What would be the best DB for Inserting records at a very high rate.
The DB will have only one table and the Application is very simple. Insert a row into the DB and commit it but the insertion rate will be very high.
Targetting about 5000 Row Insert per second.
Any of the very expensive DB's like Oracle\SQLServer are out of option.
Also what are the technologies for taking a DB Backup and will it be possible to create one DB from the older backed up DB's ?
I can't use InMemory capabilities of any DB's as I can't afford a crash of the Application. I need to commit the row as soon as I recieve it.
If your main goal is to insert a lot of data in a little time, perhaps the filesystem is all you need.
Why not write the data in a file, optionally in a DB-friendly format (csv, xml, ...) ? That way you can probably achieve 10 times your performance goal without too much trouble. And most OSs are robust enough nowadays to prevent data loss on application failures.
Edit: As said below, jounaling file systems are pretty much designed so that data is not lost in case of software (or even hardware in case of raid-arrays) failures. ZFS has a good reputation.
Postgres provides WAL (Write Ahead Log) which essentially does inserts into RAM until the buffer is full or the system has time to breath. You combine a large WAL cache with a UPS (for safety) and you have very efficient insert performance.
If you can't do SQLite, I'd take a look at Firebird SQL if I were you.
To get high throughput you will need to batch inserts into a big transaction. I really doubt you could find any db that allows you to round trip 5000 times a second from your client.

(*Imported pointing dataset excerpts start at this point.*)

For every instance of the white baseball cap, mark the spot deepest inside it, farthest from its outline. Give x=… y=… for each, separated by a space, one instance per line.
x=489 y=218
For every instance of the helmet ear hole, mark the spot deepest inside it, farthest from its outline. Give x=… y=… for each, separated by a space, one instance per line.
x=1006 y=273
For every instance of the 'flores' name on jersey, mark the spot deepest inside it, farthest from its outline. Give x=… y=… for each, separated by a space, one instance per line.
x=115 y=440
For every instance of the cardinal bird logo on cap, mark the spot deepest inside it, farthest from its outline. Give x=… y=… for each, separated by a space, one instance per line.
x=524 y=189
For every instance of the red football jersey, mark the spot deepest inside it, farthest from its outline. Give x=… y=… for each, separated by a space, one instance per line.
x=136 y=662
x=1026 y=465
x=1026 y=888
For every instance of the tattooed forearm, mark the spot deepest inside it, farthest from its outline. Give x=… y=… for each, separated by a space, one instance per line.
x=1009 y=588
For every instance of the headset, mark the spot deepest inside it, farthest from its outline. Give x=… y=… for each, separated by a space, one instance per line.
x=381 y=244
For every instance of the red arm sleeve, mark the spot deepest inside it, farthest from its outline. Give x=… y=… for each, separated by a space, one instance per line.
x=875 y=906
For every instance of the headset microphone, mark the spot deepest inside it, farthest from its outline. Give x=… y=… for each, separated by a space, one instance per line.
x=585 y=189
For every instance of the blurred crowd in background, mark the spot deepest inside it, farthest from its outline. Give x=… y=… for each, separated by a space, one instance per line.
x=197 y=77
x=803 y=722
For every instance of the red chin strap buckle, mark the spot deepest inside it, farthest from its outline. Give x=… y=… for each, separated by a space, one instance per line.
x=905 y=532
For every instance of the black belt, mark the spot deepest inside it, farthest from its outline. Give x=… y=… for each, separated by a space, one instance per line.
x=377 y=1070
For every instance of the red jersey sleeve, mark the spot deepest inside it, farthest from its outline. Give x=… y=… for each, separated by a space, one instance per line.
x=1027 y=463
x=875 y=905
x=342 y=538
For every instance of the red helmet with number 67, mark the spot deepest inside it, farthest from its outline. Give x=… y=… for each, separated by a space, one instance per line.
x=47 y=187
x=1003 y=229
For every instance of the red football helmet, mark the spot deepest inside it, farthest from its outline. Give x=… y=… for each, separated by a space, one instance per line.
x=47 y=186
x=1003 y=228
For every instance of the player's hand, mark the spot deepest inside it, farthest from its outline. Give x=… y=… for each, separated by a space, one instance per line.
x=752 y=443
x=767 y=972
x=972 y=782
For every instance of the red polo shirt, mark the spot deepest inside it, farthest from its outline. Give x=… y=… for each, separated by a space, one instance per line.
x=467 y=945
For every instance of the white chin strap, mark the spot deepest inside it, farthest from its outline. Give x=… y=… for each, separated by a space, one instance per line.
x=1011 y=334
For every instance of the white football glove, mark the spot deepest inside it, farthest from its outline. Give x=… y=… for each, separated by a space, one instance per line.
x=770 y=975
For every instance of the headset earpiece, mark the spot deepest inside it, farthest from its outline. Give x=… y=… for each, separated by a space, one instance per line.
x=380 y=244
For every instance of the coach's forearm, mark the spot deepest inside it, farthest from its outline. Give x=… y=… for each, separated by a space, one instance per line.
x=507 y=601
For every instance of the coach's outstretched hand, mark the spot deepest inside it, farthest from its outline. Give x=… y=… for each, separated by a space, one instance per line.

Sqlite can handle tons of inserts (25K per second in a tran) provided stuff is not too multithreaded and that stuff is batched.
Also, if structure correctly I see no reason why mysql or postgres would not support 5000 rows per second (provided the rows are not too fat). Both MySQL and Postgres are a lot more forgiving to having a larger amount of transactions.
The performance you want is really not that hard to achieve, even on a "traditional" relational DBMS. If you look at the results for unclustered TPC-C (TPC-C is the de-facto standard benchmark for transaction processing) many systems can provide 10 times your requirements in an unclustered system. If you are going for cheap and solid you might want to check out DB2 Express-C. It is limited to two cores and two gigabytes of memory but that should be more than enough to satisfy your needs.